Virsto Shrinks Virtual Storage
Any day now, storage managers should get happier - a lot happier. Virsto Software is due to ship Virsto One, the first hypervisor-based storage solution that aims at reducing the size of VMs while improving their performance. This implies a lot of things, one of which is that it will radically shrink the size of VMs by 80 or 90 percent. For an IT organization swamped in VMs, that can only be a good thing.
February 26, 2010
Any day now, storage managers should get happier - a lot happier. Virsto Software is due to ship Virsto One, the first hypervisor-based storage solution that aims at reducing the size of VMs while improving their performance. This implies a lot of things, one of which is that it will radically shrink the size of VMs by 80 or 90 percent. For an IT organization swamped in VMs, that can only be a good thing.
Most data storage technologies deployed with virtual servers today were not designed specifically for server virtualization, but were based on assumptions true for physical servers.

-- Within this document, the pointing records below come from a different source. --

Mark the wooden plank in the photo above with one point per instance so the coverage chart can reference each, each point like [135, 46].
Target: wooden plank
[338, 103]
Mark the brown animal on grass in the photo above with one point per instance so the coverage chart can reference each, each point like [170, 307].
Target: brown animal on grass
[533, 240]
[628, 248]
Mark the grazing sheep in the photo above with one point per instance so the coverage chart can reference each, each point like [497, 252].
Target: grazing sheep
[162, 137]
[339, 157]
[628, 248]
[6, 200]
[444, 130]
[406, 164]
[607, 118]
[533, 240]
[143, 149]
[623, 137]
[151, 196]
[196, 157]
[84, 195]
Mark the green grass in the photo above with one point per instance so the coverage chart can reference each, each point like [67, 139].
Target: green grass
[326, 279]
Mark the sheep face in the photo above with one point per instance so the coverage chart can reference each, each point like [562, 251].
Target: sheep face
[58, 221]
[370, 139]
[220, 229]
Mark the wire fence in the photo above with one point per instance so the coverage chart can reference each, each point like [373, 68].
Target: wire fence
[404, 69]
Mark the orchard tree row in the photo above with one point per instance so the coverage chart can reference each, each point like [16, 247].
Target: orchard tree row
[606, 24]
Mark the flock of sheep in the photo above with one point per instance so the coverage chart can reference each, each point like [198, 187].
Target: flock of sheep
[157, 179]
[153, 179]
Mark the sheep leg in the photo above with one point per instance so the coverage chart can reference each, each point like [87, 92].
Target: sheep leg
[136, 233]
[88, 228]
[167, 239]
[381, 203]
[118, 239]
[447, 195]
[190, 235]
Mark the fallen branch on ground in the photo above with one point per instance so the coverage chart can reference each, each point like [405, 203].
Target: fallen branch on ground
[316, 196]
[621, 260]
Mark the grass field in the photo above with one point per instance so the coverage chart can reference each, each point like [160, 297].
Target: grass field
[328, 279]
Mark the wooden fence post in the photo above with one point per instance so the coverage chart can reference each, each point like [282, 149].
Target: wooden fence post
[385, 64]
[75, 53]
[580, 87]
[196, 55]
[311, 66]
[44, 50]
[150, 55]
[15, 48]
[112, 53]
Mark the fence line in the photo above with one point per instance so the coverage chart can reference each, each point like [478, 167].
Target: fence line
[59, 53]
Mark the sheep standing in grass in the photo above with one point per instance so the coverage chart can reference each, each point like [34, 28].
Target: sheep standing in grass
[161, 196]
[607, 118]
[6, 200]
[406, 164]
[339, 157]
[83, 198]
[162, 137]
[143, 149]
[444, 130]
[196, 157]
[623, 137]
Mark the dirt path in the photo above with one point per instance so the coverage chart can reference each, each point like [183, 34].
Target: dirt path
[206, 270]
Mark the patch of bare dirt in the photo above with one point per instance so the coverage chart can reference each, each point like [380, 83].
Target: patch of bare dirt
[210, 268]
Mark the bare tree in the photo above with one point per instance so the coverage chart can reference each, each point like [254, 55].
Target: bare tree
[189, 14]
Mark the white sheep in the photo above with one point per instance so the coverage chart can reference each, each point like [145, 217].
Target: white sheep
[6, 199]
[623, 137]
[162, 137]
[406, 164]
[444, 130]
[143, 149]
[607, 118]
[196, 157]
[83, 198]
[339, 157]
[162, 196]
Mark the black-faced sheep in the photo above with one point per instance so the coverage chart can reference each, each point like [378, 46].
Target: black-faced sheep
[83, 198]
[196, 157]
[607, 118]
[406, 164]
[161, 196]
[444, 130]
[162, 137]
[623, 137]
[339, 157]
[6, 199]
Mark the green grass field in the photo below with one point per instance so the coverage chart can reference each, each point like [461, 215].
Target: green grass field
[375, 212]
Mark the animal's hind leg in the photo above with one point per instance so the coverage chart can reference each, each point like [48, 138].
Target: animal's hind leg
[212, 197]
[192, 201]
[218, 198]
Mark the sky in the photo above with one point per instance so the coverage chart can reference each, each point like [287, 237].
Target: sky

Today's virtualized environment exposes several critical challenges for IT. For one, virtual machine (VM) sprawl can consume 30 percent or more storage than physical servers. What's more, storage performance problems can reduce server I/O throughput by up to 80 percent. An increase in storage management complexity leads to increases in administrative headcount and application performance issues and ultimately to excessive storage capital and operating costs.
Virsto claims to tackle each of these problems. Virsto One drastically reduces the complexity of storage for virtual servers and delivers innovation and benefits by reducing storage sprawl by cutting VM image space consumption by up to 90 percent, according to the vendor, through unlimited high-performance, thin provisioned, VM-optimized snapshots and clones. It also simplifies storage management, enabling quick, simple automatic VM storage provisioning, instantaneous clone creation and off-host snapshot backup.
Virsto One also increases storage performance, providing VM-optimized flow control to eliminate the performance-sapping I/O blender, potentially more than doubling I/O rates and eliminates excessive storage costs and improving the economics of virtualization by reducing the number of terabytes and disk spindles required for VM application support. This enables the use of low-cost commodity storage hardware and reduces the operating expense of VM storage management.
Virsto's move is a smart one. Organizations are creating VMs faster than they know what to do with them, and any move to reduce the size of those VMs should be welcomed by storage managers. With that said, organizations will want to keep an eye on Virsto's performance claims, particularly as they deploy I/O heavy applications, such as Exchange. With Virsto One, I/O requests are ordered so that there are fewer disk reads. In theory, fewer disk reads should dramatically improve subsystem performance. Makes sense. Of course, introducing any layer in the I/O subsystem could have adverse effects if not properly designed. How the software works in practice remains to be seen. Virsto One is available now, and pricing is set for $1,250 per physical server.